The name Lego is a portmanteau of two Danish words, “leg” and “godt,” which should mean “God’s leg” but, because Danish is incomprehensible, actually means “play well (or God will kick you).”

In Latin, “lego” means “I put together,” which Lego’s founder did not know at the time (1932) and place (Billund, Denmark) because he was Danish, not Latinish.

Coincidentally in America, a country known for its fondness for danishes, “leg-go” is a common phrase used when arguing over toasted frozen waffles, favourite American pastimes (arguing and waffles).

You know it is a good toy when it’s been around for so long. Toys go in and out of fashion, such as Barbie Adolf Hitler and the once-popular children’s board game “Let’s Colonize Africa!” Lego has always been popular, so much so that it has been named “Toy of the Century” twice.

More than 220 million Lego sets are sold around the world each year. That works out to seven Lego sets sold per second.

The latest data I could find without actually researching anything is from 2021, and shows an annual increase in Lego revenue of 27%, meaning an increase from $5.35 billion the previous year to $6.78 billion. So it’s fair to say Lego is doing just fine, and that makes me glad.

One of Lego’s biggest benefits is hours of entertainment! What I mean is if you need some Sunday afternoon me-time, you won’t do any better than locking the kids in a room with a big bucket of plastic blocks and a menacing look. Don’t forget to give the little tykes some water and maybe put down some newspaper if you think the big game will go into overtime.

Lego helps develop fine motor skills, which are highly sought-after for numerous professions, such as neurosurgeon, casino dealers and various positions within the international jewellery heist trade.

While difficult to define, fine motor skills involve precise movements using small muscle groups, like buttoning a shirt, or subtly signalling to your wife your desire to leave the party early using only your nostrils.

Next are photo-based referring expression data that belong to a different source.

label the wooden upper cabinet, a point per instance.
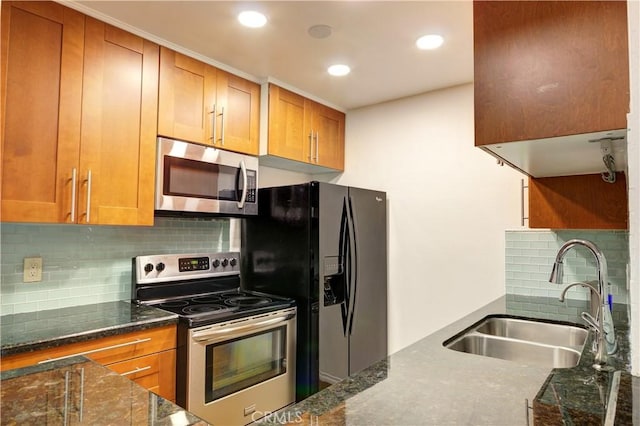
(200, 103)
(329, 143)
(119, 116)
(287, 136)
(238, 114)
(549, 68)
(578, 202)
(42, 59)
(304, 130)
(187, 98)
(80, 117)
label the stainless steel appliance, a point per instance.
(324, 245)
(236, 348)
(200, 179)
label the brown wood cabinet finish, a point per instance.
(578, 202)
(79, 118)
(150, 352)
(549, 68)
(239, 116)
(287, 137)
(187, 98)
(199, 103)
(329, 127)
(119, 116)
(42, 60)
(305, 131)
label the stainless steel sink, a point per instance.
(522, 340)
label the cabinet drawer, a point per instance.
(106, 350)
(154, 372)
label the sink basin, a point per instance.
(547, 333)
(522, 340)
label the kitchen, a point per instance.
(474, 185)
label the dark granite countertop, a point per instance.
(428, 384)
(32, 331)
(72, 391)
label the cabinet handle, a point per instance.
(66, 398)
(522, 213)
(88, 181)
(106, 348)
(136, 370)
(81, 404)
(222, 126)
(213, 124)
(74, 179)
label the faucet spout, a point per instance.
(605, 342)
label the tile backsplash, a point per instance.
(92, 264)
(530, 255)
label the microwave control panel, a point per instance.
(251, 186)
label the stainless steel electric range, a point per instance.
(236, 349)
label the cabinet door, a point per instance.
(119, 116)
(238, 101)
(42, 53)
(154, 372)
(288, 136)
(187, 98)
(578, 202)
(549, 68)
(328, 127)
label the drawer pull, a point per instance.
(137, 370)
(93, 351)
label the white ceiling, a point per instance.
(376, 38)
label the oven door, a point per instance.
(242, 370)
(193, 178)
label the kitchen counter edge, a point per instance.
(34, 331)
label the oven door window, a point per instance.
(199, 179)
(236, 364)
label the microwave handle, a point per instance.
(245, 185)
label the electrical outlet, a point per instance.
(32, 269)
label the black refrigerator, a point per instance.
(326, 246)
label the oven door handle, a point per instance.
(213, 334)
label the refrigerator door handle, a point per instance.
(343, 253)
(353, 264)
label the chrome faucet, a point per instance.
(605, 342)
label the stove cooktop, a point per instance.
(222, 306)
(201, 288)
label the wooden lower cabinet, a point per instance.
(147, 357)
(156, 372)
(578, 202)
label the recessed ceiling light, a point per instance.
(339, 70)
(252, 19)
(319, 31)
(428, 42)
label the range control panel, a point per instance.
(175, 267)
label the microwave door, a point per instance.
(245, 187)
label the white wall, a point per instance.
(633, 179)
(269, 176)
(449, 204)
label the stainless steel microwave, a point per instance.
(199, 179)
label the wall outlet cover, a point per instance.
(32, 269)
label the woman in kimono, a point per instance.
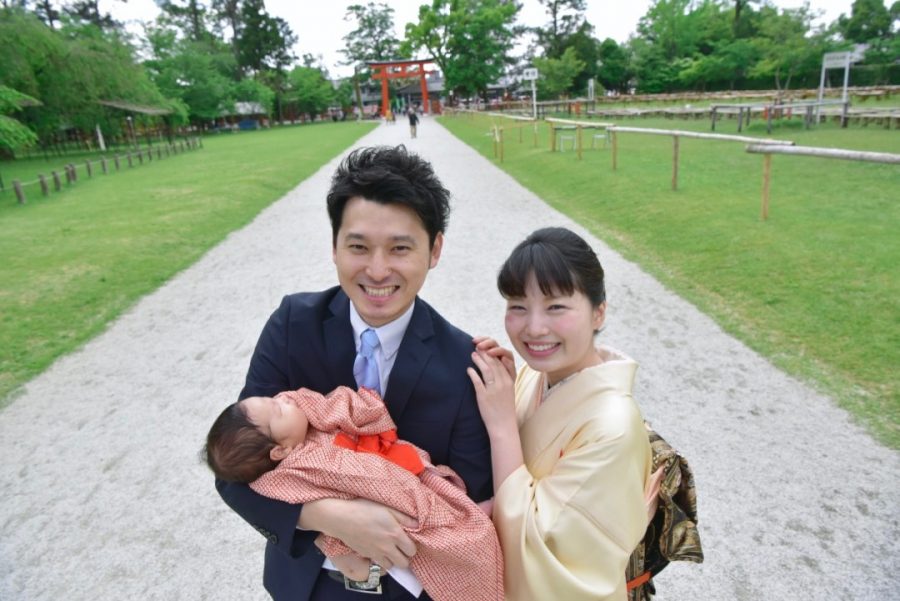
(570, 453)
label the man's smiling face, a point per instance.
(382, 257)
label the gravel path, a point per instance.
(103, 495)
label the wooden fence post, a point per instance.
(615, 150)
(578, 138)
(20, 194)
(674, 162)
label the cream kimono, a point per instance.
(569, 518)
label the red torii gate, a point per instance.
(400, 69)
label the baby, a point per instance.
(300, 446)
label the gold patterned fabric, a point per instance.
(672, 534)
(569, 518)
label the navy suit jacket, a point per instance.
(308, 342)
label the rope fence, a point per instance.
(105, 165)
(827, 153)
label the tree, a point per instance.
(46, 12)
(198, 74)
(189, 16)
(70, 71)
(566, 18)
(869, 20)
(310, 90)
(13, 134)
(250, 90)
(784, 45)
(587, 50)
(615, 70)
(88, 11)
(470, 40)
(373, 39)
(557, 74)
(265, 41)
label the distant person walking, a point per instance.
(413, 121)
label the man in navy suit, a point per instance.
(388, 213)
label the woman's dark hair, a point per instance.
(561, 261)
(236, 450)
(389, 175)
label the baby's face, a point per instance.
(278, 418)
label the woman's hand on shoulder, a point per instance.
(495, 391)
(493, 348)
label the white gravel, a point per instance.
(103, 496)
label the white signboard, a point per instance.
(835, 60)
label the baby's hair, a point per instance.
(236, 449)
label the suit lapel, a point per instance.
(415, 351)
(338, 341)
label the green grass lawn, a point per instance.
(815, 287)
(74, 260)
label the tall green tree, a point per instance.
(265, 42)
(198, 74)
(88, 11)
(587, 50)
(566, 18)
(869, 20)
(310, 90)
(14, 134)
(557, 74)
(188, 16)
(47, 12)
(614, 72)
(786, 45)
(470, 40)
(70, 71)
(373, 38)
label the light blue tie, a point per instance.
(365, 368)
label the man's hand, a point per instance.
(492, 347)
(370, 529)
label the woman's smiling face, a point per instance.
(554, 333)
(279, 418)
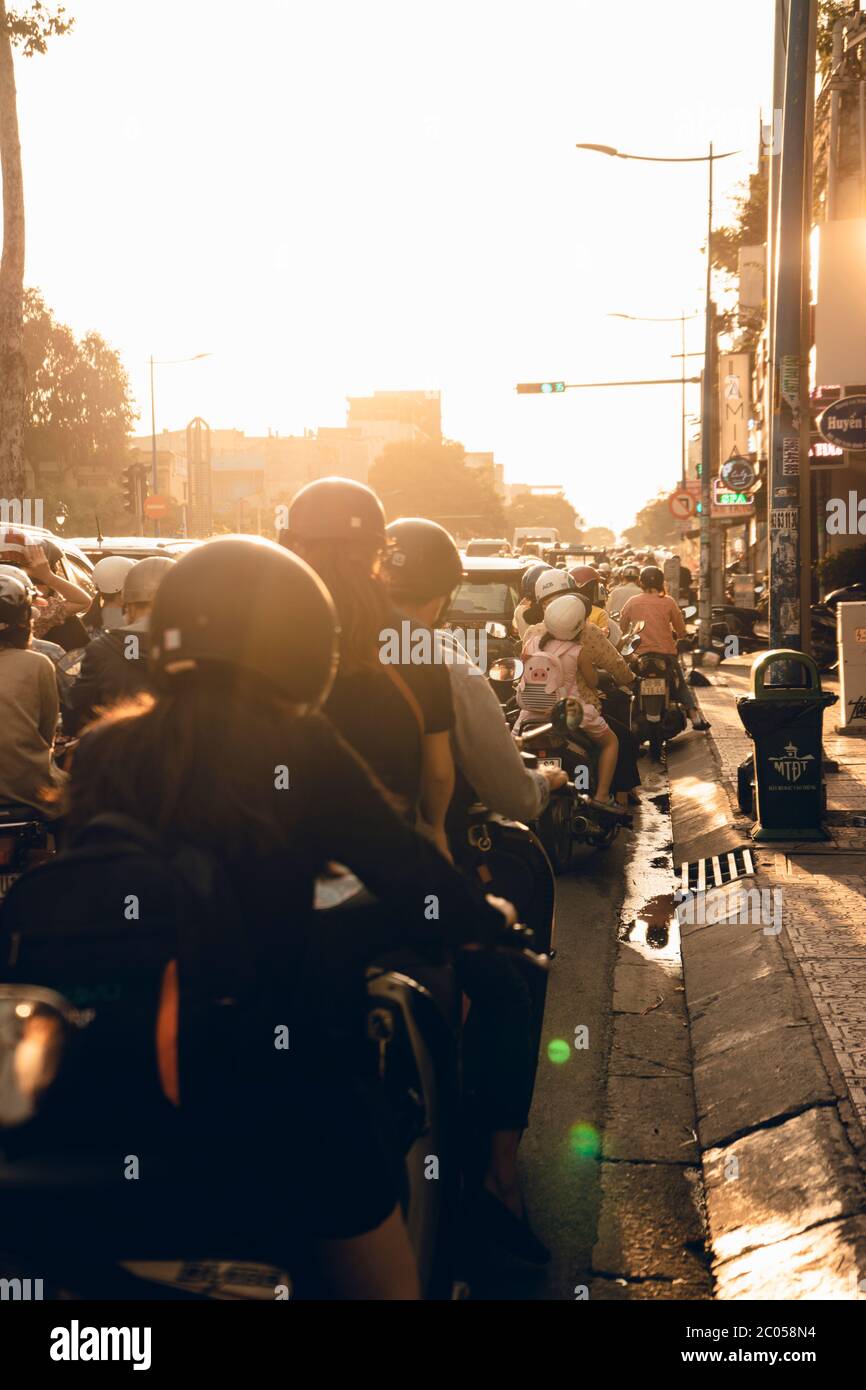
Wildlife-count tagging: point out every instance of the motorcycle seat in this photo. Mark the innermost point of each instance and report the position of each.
(15, 813)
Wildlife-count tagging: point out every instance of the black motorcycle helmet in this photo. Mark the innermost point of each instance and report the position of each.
(248, 605)
(652, 577)
(335, 509)
(421, 560)
(530, 578)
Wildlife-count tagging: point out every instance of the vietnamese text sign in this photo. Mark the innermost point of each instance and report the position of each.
(844, 423)
(734, 405)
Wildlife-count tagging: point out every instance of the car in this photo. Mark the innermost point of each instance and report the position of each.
(534, 534)
(132, 546)
(74, 562)
(487, 546)
(484, 602)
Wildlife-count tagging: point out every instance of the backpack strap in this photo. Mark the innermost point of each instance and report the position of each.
(394, 676)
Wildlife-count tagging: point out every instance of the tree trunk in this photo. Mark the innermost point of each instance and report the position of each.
(11, 280)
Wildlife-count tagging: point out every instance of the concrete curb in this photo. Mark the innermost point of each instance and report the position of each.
(780, 1147)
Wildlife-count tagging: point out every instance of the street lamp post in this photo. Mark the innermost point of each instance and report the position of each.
(154, 473)
(706, 414)
(681, 320)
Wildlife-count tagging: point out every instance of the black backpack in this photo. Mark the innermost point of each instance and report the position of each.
(99, 925)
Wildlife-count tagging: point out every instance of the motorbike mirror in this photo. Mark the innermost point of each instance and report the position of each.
(567, 715)
(508, 669)
(36, 1026)
(540, 731)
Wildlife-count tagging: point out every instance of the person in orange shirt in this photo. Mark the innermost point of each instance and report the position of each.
(662, 626)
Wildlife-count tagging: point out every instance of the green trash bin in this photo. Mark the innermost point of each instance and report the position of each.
(784, 719)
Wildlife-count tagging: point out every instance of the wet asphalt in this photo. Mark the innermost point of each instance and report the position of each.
(617, 962)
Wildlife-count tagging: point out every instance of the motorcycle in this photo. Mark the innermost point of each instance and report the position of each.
(656, 715)
(68, 1215)
(510, 861)
(569, 816)
(25, 840)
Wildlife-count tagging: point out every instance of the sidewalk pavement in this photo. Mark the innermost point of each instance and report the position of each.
(823, 884)
(777, 1022)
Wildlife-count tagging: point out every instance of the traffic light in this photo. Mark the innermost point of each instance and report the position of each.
(135, 488)
(129, 485)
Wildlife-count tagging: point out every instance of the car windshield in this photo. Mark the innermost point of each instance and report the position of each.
(484, 599)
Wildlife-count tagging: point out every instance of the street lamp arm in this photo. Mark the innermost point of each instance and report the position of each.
(177, 362)
(658, 159)
(641, 319)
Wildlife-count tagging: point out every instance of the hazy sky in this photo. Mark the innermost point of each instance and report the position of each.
(334, 196)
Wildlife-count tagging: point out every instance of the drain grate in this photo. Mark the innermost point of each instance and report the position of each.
(716, 870)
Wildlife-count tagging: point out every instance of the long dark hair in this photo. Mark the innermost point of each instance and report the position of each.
(349, 571)
(198, 765)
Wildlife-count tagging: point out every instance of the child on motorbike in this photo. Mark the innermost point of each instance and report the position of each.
(29, 702)
(563, 624)
(663, 624)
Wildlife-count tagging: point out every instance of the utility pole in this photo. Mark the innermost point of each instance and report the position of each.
(788, 492)
(708, 432)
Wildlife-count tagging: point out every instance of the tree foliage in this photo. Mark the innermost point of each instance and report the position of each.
(433, 480)
(827, 13)
(654, 524)
(78, 398)
(29, 29)
(749, 227)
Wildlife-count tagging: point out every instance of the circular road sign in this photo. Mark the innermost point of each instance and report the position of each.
(681, 505)
(737, 473)
(156, 506)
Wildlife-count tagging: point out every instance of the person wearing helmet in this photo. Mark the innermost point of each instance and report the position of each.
(42, 562)
(603, 658)
(552, 583)
(565, 623)
(528, 610)
(398, 715)
(663, 624)
(29, 704)
(109, 577)
(590, 585)
(627, 588)
(114, 665)
(232, 758)
(421, 569)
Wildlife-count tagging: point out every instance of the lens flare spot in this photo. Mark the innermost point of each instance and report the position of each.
(584, 1140)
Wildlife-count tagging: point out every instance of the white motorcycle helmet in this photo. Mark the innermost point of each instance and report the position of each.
(553, 581)
(565, 617)
(110, 573)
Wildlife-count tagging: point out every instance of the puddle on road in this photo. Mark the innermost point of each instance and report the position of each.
(655, 931)
(648, 920)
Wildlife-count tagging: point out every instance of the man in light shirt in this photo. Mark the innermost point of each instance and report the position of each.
(663, 624)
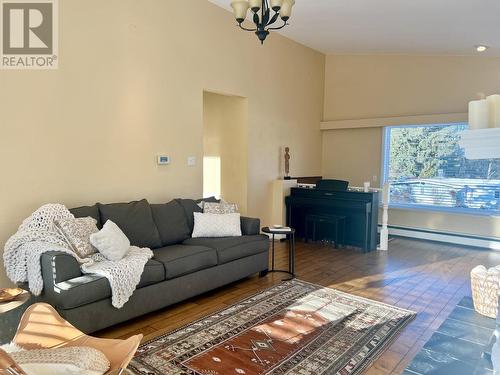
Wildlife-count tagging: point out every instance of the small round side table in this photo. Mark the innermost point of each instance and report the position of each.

Building with Lego is a great bonding experience for parents and children, especially when dads get tired of replacing missing parts and resort to Krazy Glue or Bic lighters. I grew up in the 1970s when dads, if you could get their attention, were prone to solving every problem as permanently as possible.

Lego also teaches children how to follow directions. Following step-by-step instructions to put together a Lego spaceship today better prepares your child for frustration and bitter failure following step-by-step IKEA instructions tomorrow.

Lego is a great way to show your kids they can achieve their goals by following directions and rules, unless they are white and have a good legal team, obviously.

Lego does have some downsides. As previously mentioned, there is the ever-present danger of stepping on a small piece of Lego, requiring CONSTANT VIGILANCE to prevent violent swear-dancing in front of the children.

Also, as an at-home mother with three young children, I am worried about them choking on small Lego bits. To be fair, I am also worried about them choking on large Lego bits, marbles, gravel, cigarette butts, loose change, and past-due foodstuffs. Maybe we should get a vacuum cleaner or a dog or something.

Lego differs from other toys such as a ball or medieval longsword in that it comes in many, many pieces. You will be picking up and putting away those pieces many, many times.

This is because children don’t want to put things away. They really just want to watch the world burn down. Nobody knows why this is so, nor why we keep having them now that contraceptives are inexpensive and widely available.

Finally, Lego is expensive. I know this because, even though I am a 56-year-old man, I still buy Lego. Sure, I have the benefit of hiding behind my grandchildren when I do, but the reality is that I love playing with Lego and I don’t care how much it costs, including how long it takes to unfold myself after sitting cross-legged on the floor for three minutes.

I admit I also like the feeling of creative control I have when building with Lego. Not all the pieces of my real life fit together very well. There are worn, broken bits in my body and missing blocks from my mind.

Lego lets me try to create a better world, and by extension a better me in it, which is probably worth the occasional hard plastic block driven through the sole of my foot.